Titel: Werke Kostenlos Bücher Online Lesen
Autoren: Theodor Storm
Vom Netzwerk:
Jetzt plötzlich drängte es mich, alles ohne Rücksicht zu offenbaren. Und am Rande des Abgrundes sitzend, schüttete ich mein Herz aus vor der Frau, die ich kurz zuvor darin begraben gewünscht hatte. Auch das verschwieg ich ihr nicht. Sie brach in heftige Tränen aus; sie weinte über mich, über sich selbst, am lautesten klagte sie über Agnes. ›Harre, Harre‹, rief sie, aber sie legte ihren Kopf an meine Brust; ›das habe ich nicht gewußt, aber es ist nun zu spät, und niemand kann diese Sünde von uns nehmen!‹
    Es war nun an mir, sie zu beruhigen; und erst mehrere Stunden später trafen wir in dem Dorfe ein, wo unsere Kinder uns schon längst erwartet hatten. Aber seit jener Zeit war meine Frau mit ihrem milden und gerechten Herzen meine beste Freundin und kein Geheimnis mehr zwischen uns. – So gingen die Jahre hin.
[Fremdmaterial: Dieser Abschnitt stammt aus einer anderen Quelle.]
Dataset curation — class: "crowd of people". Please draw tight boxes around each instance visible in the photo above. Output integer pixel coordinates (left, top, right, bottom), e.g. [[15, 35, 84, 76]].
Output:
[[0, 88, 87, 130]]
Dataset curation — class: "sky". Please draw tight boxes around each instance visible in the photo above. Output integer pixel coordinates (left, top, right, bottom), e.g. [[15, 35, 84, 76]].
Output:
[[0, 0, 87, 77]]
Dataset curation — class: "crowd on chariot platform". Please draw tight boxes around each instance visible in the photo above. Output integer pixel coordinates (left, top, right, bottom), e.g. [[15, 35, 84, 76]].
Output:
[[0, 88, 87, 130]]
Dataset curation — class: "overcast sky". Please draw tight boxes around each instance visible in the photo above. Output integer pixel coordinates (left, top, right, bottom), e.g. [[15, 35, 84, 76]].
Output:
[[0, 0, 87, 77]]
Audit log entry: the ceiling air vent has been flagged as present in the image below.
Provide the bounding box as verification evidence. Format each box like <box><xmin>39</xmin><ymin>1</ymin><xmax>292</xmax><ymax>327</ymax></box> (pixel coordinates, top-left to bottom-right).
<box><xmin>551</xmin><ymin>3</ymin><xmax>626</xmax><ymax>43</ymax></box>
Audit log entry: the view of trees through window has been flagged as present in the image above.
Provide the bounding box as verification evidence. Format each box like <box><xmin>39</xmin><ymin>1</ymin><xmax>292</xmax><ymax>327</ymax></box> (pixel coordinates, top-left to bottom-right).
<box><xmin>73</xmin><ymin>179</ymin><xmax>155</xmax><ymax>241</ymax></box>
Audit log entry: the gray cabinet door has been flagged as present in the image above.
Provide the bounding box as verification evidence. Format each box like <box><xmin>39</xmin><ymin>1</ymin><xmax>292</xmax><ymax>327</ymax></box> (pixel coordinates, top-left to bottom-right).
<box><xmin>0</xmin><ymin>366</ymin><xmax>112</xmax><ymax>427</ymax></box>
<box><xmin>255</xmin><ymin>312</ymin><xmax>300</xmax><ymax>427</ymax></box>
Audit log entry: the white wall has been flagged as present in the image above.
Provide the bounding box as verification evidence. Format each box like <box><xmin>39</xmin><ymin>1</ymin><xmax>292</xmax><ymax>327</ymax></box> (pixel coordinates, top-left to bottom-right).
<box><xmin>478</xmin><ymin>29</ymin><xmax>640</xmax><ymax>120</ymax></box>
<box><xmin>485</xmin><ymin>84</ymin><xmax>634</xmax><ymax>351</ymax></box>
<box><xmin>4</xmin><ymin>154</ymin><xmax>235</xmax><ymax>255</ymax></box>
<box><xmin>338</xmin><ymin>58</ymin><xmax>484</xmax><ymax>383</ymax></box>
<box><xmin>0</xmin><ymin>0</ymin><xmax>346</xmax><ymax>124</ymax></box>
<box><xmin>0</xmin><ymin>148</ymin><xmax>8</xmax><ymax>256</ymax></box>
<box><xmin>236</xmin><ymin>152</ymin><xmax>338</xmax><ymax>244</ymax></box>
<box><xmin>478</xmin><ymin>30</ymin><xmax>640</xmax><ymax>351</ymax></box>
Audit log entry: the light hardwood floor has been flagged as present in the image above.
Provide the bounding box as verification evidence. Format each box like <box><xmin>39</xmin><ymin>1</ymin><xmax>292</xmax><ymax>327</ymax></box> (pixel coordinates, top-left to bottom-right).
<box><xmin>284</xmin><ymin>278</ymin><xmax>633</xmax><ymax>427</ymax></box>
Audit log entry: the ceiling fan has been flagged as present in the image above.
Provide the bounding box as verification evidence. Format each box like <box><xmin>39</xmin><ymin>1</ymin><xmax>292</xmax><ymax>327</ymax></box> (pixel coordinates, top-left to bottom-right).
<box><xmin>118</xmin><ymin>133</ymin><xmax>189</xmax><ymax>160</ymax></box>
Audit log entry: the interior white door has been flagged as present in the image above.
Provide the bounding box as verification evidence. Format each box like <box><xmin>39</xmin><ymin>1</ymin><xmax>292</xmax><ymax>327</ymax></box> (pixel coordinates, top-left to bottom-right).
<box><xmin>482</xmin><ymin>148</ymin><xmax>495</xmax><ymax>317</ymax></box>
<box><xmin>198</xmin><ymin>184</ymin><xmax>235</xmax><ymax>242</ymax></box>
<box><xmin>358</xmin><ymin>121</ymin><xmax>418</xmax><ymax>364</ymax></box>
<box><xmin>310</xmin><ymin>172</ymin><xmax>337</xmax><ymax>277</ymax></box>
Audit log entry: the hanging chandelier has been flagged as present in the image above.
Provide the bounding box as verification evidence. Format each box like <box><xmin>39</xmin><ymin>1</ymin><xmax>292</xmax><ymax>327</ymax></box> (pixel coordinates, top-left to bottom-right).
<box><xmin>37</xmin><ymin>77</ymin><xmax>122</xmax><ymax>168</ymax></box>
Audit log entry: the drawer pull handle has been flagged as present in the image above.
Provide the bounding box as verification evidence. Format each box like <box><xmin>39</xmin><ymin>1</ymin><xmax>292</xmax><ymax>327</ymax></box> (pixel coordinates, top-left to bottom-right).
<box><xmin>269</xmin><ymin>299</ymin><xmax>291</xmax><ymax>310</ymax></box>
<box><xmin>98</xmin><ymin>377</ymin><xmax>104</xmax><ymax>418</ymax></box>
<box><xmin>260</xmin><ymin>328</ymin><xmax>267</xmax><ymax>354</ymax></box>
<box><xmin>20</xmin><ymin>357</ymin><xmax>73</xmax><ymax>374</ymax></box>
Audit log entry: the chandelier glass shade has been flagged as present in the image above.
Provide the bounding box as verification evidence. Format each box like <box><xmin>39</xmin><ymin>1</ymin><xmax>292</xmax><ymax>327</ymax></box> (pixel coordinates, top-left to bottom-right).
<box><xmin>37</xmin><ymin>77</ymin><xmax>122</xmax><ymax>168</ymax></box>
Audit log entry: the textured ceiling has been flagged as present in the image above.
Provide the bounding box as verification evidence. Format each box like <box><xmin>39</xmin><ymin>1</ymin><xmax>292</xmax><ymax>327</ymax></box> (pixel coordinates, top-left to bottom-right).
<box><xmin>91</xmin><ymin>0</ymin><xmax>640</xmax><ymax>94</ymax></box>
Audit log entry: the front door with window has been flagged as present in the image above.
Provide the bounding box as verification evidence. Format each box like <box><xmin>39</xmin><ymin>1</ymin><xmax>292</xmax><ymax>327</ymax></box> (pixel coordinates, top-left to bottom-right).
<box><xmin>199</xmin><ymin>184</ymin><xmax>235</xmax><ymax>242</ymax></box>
Allmählich schien sie es vergessen zu haben, daß ich ihre und der Kinder Wohlfahrt mit einem fremden Glück bezahlt hatte, und auch in mir wurde es stiller. Nur wenn im Frühling die Schwalben wiederkamen, oder auch später im Jahr, wenn sie in der Dämmerung noch so allein von allen Vögeln ins Abendrot hineinsangen, dann überfiel’s mich mit der alten Pein, und ich hörte noch immer die liebe junge Stimme, noch immer klang es mir in den Ohren: ›Vergiß das Wiederkommen nicht!‹
    So war’s auch heuer eines Abends. Ich saß vor unserer Haustür auf der Bank und blickte in den vergehenden Tagesschein, der durch eine Lücke der Straße über den jenseitigen Rebhügeln sichtbar war. Ein Töchterchen unseres jüngsten Sohnes war mir auf den Schoß geklettert und hatte es sich spielmüde in Großvaters Arm bequem gemacht. Bald fielen die kleinen Augen zu, und auch das Abendrot verschwand, aber drüben auf des Nachbars Dach saß noch im Dunkeln eine Schwalbe und zwitscherte leise wie von vergangener Zeit.
    Da trat meine Frau aus dem Hause. Sie stand eine Weile schweigend neben mir, und als ich nicht aufblickte, fragte sie mich sanft: ›Alter, was ist dir?‹, und da ich nicht antwortete und nur der Vogelgesang aus der Dämmerung herübertönte: ›Ist’s denn wieder einmal die Schwalbe?‹
    ›Du weißt’s ja, Mutter‹, sagte ich, ›du hast ja allezeit mit mir Geduld gehabt.‹
    Aber ich kannte sie noch nicht ganz; sie hatte mehr als das für mich. Sie legte beide Hände auf meine Schultern. ›Was meinst?‹ rief sie, indem sie mich mit ihren alten guten Augen anblickte. ›Wir können’s jetzt ja leisten, du mußt die Agnes wiedersehen, du hättest ja sonst keine Ruh im Grab bei mir!‹
    Ich war fast erschreckt durch diesen Vorschlag und wollte Einwendungen machen, sie aber sagte: ›Stell’s Gott anheim!‹ – – Das hab ich denn getan; und so ist es gekommen, daß ich noch einmal heimkehre; aber wenn wir durchs Tor fahren, der alte Jakob wird wohl nicht mehr blasen.«
    Mein Reisegefährte schwieg. Ich aber hielt nun nicht länger zurück, denn ich war im Innersten bewegt. »Ich kenne Sie«, sagte ich, »ich kenne Sie sehr wohl, Harre Jensen; auch Agnes kenne ich; sie hat viele Jahre im Hause meiner Großmutter gelebt, sie ist mir selbst wie meiner Mutter Mutter. Aus ihrem eignen Munde habe ich alles erfahren, auch das, was Sie verschwiegen haben.«
    Der Alte faltete die Hände. »Großer, gnädiger Gott!« sagte er, »so lebt sie noch und kann mir noch vergeben!«
    Mir ahnte wenig, daß ich eine Hoffnung angeregt hatte, deren Erfüllung schon im Reiche der Schatten lag. Ich erwiderte nur: »Sie kannte ihren Jugendfreund; sie hat ihn niemals angeklagt.« – Und nun erzählte ich. Er hörte in atemlosem Schweigen und nahm begierig jedes Wort von meinen Lippen.
    Da klatschte der Postillion mit seiner Peitsche. Der stumpfe Turm unserer Vaterstadt war am Horizonte aufgetaucht. Als ich mit dem Finger dahin wies, faßte der Alte meine Hand. »Mein junger Freund«, sagte er, »ich zittre vor der nächsten Stunde.«
     
    Nicht lange, so rasselte unser Wagen über das Steinpflaster der Stadt. Bei dem schönen Herbstwetter waren viele Leute auf den Straßen, und da ich lange fort gewesen, so erhielt ich als allbekanntes Stadtkind fortwährend lebhafte Grüße von den Vorübergehenden. Den fremden Greis an meiner Seite streifte höchstens ein Blick der Verwunderung oder wohl auch der Neugierde. Endlich hielten wir am Gasthofe, und hier dachte ich für heute von meinem Freunde Abschied zu nehmen, denn er wünschte, seinen ersten Gang nach St. Jürgen allein zu machen.